En sereno vecindario con este monte se encuentra el Ensanche de Las Majadas, tierra que antaño perteneció al municipio de Cuenca desde que así lo estableció Alfonso VIII. Pero en 1660 el rey Felipe IV autorizó a la ciudad la venta de esta tierra para siembra por valor de 8.500 reales, de modo que pasó a formar parte de Las Majadas como ampliación del término. No debió andar la cosa clara cuando provocó más de doscientos años de litigios entre el pueblo y la ciudad, saldándose finalmente a favor del primero. Escasos vestigios restan en la actualidad de aquella supuesta actividad agrícola, pues la mayor parte del terreno está ocupado por suelo pedregoso y bosque de pino negral. Hemos recorrido la carretera forestal que atraviesa la muela y la sensación que provoca es deprimente. Quizá las generaciones venideras alcancen a contemplar los bosques que ahora andan en proceso de regeneración en un estado similar al que a nosotros tanto nos fascinó. Serán afortunadas por ello.

 

 

Se puede conservar la Naturaleza por sus valores paisajísticos, por los recursos que obtenemos de ella, por los múltiples beneficios que proporciona a nuestra salud, por los miles de millones de personas que viven de ella en todo el mundo… Pero no cabe duda de que la conservación de la Naturaleza se reviste de un componente ético de peso significativo, y que su necesidad alberga unos principios que se sustentan sobre un cimiento ineludible, el respeto por todas las formas de vida. De modo que, si alguien nos pidiera un porqué, la respuesta bien podría ser “porque sí”, siempre que tengamos asumido ese principio básico. Tan básico es que no termina de hallar la base ética en tantas mentes.

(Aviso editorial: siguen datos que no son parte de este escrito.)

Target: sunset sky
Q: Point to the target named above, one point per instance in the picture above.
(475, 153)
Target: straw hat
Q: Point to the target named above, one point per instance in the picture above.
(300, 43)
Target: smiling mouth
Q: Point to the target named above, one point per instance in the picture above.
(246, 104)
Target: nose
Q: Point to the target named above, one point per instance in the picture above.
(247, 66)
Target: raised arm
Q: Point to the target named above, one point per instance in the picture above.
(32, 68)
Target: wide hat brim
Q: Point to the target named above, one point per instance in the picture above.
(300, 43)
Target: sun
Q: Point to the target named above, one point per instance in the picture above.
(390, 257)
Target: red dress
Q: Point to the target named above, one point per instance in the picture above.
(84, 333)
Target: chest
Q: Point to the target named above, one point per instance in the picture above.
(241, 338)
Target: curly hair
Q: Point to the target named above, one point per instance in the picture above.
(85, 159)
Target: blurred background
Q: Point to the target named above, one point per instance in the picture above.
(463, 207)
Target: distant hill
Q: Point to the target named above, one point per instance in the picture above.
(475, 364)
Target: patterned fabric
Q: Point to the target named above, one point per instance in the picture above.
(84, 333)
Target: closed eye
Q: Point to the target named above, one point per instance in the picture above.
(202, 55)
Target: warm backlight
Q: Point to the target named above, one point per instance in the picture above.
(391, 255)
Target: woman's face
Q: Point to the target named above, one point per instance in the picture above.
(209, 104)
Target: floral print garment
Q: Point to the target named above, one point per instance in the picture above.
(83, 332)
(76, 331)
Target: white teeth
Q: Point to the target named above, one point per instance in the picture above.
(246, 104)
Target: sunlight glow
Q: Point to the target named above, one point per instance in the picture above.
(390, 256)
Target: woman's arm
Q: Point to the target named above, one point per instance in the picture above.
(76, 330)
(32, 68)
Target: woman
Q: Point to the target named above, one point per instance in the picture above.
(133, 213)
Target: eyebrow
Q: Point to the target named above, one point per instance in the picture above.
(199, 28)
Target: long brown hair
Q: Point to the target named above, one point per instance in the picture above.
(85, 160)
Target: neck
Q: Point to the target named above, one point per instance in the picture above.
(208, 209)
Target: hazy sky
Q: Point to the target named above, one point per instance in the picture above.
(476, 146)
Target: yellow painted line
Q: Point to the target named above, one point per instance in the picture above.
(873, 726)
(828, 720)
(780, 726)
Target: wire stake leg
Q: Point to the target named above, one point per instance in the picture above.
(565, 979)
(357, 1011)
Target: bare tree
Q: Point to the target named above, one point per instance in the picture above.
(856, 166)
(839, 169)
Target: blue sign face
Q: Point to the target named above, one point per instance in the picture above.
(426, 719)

El monte se conserva ahora salpicado de vidas truncadas. Miles de tocones salpican la tierra como tachuelas que se aferran a lo imposible. Si en este momento los vemos prácticamente inalterados por la descomposición, es porque no están destinados a usos ancestrales. Los troncos cortados casi a ras de suelo eran aprovechados antaño para la fabricación de la pez, o simplemente para extraer teas. A veces llegan microscópicas esporas o minúsculas semillas que tapizan de musgo la superficie de los tocones en descomposición o logran la improbable germinación de nuevas especies de vocación epífita. Es admirable ver cómo esta vegetación de nuevo cuño prospera en tales plataformas dejadas en completo desamparo por las motosierras, tarimas libres de sombra que miran expectantes al cielo. Algunos de estos tocones llegan a convertirse en exuberantes jardines. Otros, en cambio, más huraños, aspiran a cerrarse por no consentir la llegada de intrusos. Las hepáticas que abrazan el suelo alrededor de estas mesetas de madera inerte colonizaron la tierra, pero nunca adquirieron la capacidad de formar tallos leñosos y crecer altos. Buena parte del resto del reino vegetal lo hizo, lo que llevó a la evolución de los bosques que relegaron a estas y otras diminutas plantas a la vida en las sombras. Agachándonos aquí para examinar los microcosmos cubiertos de musgo de los tocones de los árboles, podíamos imaginar cómo se vería alguna vez un planeta sin árboles, cubierto solo por una vegetación que llegaba hasta los tobillos. Es lo que algunos desean lograr usando el fuego como herramienta.